EAMxx: Option to run SHOC with no SGS variability (1.5 closure) #7188

bogensch · 2025-03-28T23:27:56Z

This PR adds an option to run SHOC with no SGS variability. This essentially reduces SHOC to a 1.5 TKE closure in the vertical.

If this option is activated (shoc_1p5tke= true):

The scalar variances and covariances are set to zero.
The third moment of vertical velocity is set to zero.
The above two assumptions will reduce the assumed PDF to an all-or-nothing closure.
Since an all-or-nothing closure is used this means SHOC’s buoyancy flux parameterization is now ill-posed due to the liquid water flux (w'ql') always being zero. The buoyancy flux is needed to close the buoyant production term in the TKE budget. In this case we close the buoyant production of TKE using the local moist brunt vaisalla frequency, which follows many 1.5 TKE closures.
Modifies the definition of the eddy diffusivities to align better with formulations used in a 1.5 scheme.
Modifies the length scale definition to be exactly that of SAM when a 1.5 TKE closure is activated.

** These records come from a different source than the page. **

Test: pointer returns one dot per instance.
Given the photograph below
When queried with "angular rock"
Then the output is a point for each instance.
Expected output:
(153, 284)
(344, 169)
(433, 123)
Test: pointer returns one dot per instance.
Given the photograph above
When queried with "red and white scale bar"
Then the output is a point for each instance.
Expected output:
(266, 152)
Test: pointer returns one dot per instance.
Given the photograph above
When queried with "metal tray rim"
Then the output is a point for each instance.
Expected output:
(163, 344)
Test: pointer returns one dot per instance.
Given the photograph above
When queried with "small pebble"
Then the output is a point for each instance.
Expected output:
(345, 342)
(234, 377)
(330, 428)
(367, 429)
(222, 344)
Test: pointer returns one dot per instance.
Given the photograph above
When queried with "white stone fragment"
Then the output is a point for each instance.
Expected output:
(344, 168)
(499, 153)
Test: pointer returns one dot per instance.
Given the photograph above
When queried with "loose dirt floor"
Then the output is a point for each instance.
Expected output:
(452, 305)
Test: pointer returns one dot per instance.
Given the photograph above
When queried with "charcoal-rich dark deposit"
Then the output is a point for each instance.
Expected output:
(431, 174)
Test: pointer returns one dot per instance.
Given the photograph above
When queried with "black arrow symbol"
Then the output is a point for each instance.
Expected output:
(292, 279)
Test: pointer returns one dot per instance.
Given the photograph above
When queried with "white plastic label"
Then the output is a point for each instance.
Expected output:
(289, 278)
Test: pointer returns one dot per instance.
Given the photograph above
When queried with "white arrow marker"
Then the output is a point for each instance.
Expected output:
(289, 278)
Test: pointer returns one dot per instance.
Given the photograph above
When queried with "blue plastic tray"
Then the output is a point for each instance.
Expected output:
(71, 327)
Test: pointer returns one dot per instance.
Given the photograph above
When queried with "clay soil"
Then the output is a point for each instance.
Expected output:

I have verified in several cases, and one ne30 simulation, that if this option is activate that cloud fraction will always be either 0 or 1 using instantaneous output.

Since this scheme is set to false by default, this should be a b4b PR.

…r 1p5 TKE closure

…nteractively and should be kept for output purposes

mahf708

Minor formatting issues, otherwise looks good. Preliminary approval to get the CI to run.

AaronDonahue

Looks good to me. I had a question about one of the functions.

components/eamxx/src/physics/shoc/tests/infra/shoc_test_data.cpp

tcclevenger · 2025-05-08T18:38:36Z

Shoc unit tests failing on both gpu and cpu. CIME cases seem fine.

bogensch · 2025-05-12T19:26:14Z

Total bummer summer.

It looks like (from what I can tell) the SHOC property tests are passing but the b4b tests are failing for the routines I modified. Example, they are all failing with the error:

-------------------------------------------------------------------------------
diag_second_moments_bfb
-------------------------------------------------------------------------------
/home/runner/_work/E3SM/E3SM/components/eamxx/src/physics/shoc/tests/shoc_diag_second_moments_tests.cpp:364
...............................................................................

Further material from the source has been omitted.